A hybrid boundary element‐finite element analysis procedure for fluid flow simulation in fractured rock masses

Abstract

AbstractExtension of numerical techniques to the analysis of fissure flow in three‐dimensional rock masses of realistic complexity and extent constitutes an important facility in civil engineering and resource exploitation practice. Migration velocities of contaminants and fluid discharge will always be higher for a true three‐dimensional network over a two‐dimensional representation in that the effect of critical, out‐of‐plane intersections may be correctly accommodated. Revised direct boundary element formulations are developed that are capable of discretizing individual fissure discs and their intersections with adjacent fissures.
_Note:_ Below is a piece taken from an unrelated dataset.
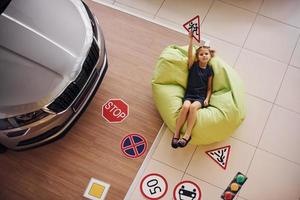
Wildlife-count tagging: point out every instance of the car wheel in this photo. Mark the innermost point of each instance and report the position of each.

Discretization coverage, by definition, is limited to the fissure edges and internal intersections, with this factor alone being a major advantage of the technique over the more conventionally utilized domain methods. Appropriate manipulation of the resulting set of equations is shown to yield a fully populated, positive definite, symmetric tensor representing the geometric conductivity of a single fissure disc. The retained degrees‐of‐freedom for the ‘super element’ are purely in terms of the fissure intersections with a minimum of 1 degree‐of‐freedom required per intersection. Global matrix assembly and solution is accomplished by standard finite element techniques, the global matrix being, in general, sparsely populated. The procedure is ideally suited to micro‐computer solution in that a reduced degree‐of‐freedom system is obtained from a much larger and computationally, intractable system. The advantages of boundary solution procedures are realized with minimal data input requirements and effective representation of high potential gradients. The sparsely populated and symmetric from of the global matrix retains one of the more favourable assets of the secondary finite element formulation.